Aus technischer Sicht gibt es für den Hype rund um Container natürlich handfeste Gründe. Denn im Schlepptau haben Container die Mikroarchitektur für Apps, die es endlich ermöglicht, neue Anwendungen wirklich agil zu entwickeln. Zwar sind agile Grundsätze in der Software-Entwicklung nichts Neues, aber im Kontext einer Mikroarchitektur-Applikation sind sie deutlich besser anwendbar.

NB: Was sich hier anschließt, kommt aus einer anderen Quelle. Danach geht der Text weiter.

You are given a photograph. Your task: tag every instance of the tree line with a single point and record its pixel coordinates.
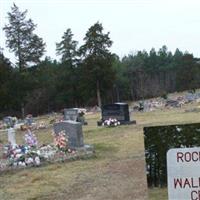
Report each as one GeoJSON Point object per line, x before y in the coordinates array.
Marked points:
{"type": "Point", "coordinates": [86, 75]}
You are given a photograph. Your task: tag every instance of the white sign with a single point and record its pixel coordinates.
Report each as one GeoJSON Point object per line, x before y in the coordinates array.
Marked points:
{"type": "Point", "coordinates": [183, 168]}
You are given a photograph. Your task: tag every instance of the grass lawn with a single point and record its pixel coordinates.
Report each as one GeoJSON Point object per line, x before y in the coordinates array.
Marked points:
{"type": "Point", "coordinates": [117, 172]}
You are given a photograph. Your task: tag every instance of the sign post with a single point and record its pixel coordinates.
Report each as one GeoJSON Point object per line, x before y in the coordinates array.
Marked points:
{"type": "Point", "coordinates": [183, 169]}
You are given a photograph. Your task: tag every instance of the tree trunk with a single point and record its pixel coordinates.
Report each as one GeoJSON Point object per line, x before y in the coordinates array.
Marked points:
{"type": "Point", "coordinates": [23, 110]}
{"type": "Point", "coordinates": [98, 94]}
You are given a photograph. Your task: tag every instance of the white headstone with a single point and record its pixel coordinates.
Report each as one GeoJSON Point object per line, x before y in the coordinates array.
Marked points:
{"type": "Point", "coordinates": [11, 136]}
{"type": "Point", "coordinates": [183, 168]}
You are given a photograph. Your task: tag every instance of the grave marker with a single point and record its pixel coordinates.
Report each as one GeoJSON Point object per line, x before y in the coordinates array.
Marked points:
{"type": "Point", "coordinates": [71, 114]}
{"type": "Point", "coordinates": [73, 131]}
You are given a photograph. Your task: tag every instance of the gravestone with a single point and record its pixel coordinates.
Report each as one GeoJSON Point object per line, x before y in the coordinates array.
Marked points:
{"type": "Point", "coordinates": [71, 114]}
{"type": "Point", "coordinates": [119, 111]}
{"type": "Point", "coordinates": [73, 131]}
{"type": "Point", "coordinates": [74, 114]}
{"type": "Point", "coordinates": [11, 136]}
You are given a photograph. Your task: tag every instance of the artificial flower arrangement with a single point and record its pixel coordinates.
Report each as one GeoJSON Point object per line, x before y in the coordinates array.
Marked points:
{"type": "Point", "coordinates": [30, 139]}
{"type": "Point", "coordinates": [61, 141]}
{"type": "Point", "coordinates": [111, 122]}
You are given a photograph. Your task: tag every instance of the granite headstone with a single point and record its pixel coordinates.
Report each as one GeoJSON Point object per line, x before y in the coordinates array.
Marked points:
{"type": "Point", "coordinates": [71, 114]}
{"type": "Point", "coordinates": [73, 131]}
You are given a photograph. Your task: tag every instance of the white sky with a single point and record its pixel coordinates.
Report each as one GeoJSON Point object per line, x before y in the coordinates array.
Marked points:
{"type": "Point", "coordinates": [133, 24]}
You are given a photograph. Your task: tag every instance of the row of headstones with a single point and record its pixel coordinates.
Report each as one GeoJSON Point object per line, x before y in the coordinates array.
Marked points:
{"type": "Point", "coordinates": [72, 124]}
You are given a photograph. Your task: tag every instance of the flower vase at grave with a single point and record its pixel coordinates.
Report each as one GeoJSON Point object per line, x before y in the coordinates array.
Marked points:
{"type": "Point", "coordinates": [11, 136]}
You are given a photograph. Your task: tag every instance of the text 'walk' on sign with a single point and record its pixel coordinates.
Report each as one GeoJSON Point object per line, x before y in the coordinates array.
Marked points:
{"type": "Point", "coordinates": [183, 169]}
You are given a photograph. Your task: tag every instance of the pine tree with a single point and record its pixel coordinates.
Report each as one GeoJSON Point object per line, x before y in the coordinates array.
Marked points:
{"type": "Point", "coordinates": [27, 46]}
{"type": "Point", "coordinates": [97, 60]}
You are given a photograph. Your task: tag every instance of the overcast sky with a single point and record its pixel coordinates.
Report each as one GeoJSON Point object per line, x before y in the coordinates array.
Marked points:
{"type": "Point", "coordinates": [133, 25]}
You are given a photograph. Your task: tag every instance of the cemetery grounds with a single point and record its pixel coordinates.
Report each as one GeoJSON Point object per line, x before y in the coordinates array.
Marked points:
{"type": "Point", "coordinates": [116, 172]}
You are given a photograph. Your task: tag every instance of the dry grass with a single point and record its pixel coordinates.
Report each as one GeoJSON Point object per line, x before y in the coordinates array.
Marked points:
{"type": "Point", "coordinates": [117, 172]}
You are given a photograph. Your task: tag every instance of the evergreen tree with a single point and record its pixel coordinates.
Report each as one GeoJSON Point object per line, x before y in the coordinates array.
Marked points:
{"type": "Point", "coordinates": [21, 40]}
{"type": "Point", "coordinates": [97, 61]}
{"type": "Point", "coordinates": [67, 48]}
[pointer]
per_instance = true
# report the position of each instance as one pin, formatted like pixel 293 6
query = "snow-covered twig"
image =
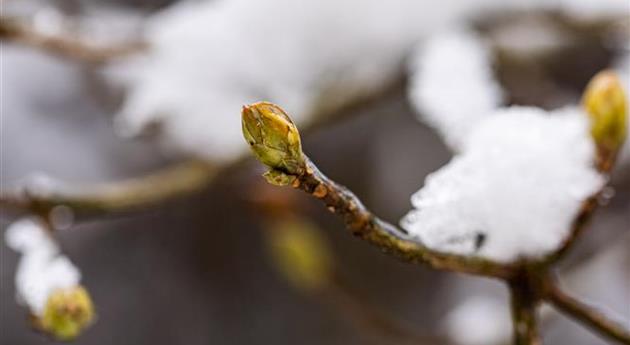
pixel 47 282
pixel 275 141
pixel 73 48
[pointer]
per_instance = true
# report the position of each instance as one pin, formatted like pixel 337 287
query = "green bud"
pixel 273 137
pixel 605 102
pixel 301 254
pixel 67 313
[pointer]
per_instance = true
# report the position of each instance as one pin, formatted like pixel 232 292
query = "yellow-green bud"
pixel 301 254
pixel 273 137
pixel 605 102
pixel 67 313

Zur Erinnerung: Klassische Applikationen sind meist Monolithen, bei denen sämtliche Funktionen in ein großes Programm kompiliert sind. Die Apps, die im Kontext von Containern entstehen, bestehen hingegen aus vielen kleinen Teilen, die jeweils nur eine spezifische Aufgabe erledigen. Damit das klappt, legen die Entwickler die Spezifikationen der Schnittstellen der einzelnen Apps fest, sodass alle Komponenten der Mikroarchitektur miteinander kommunizieren können.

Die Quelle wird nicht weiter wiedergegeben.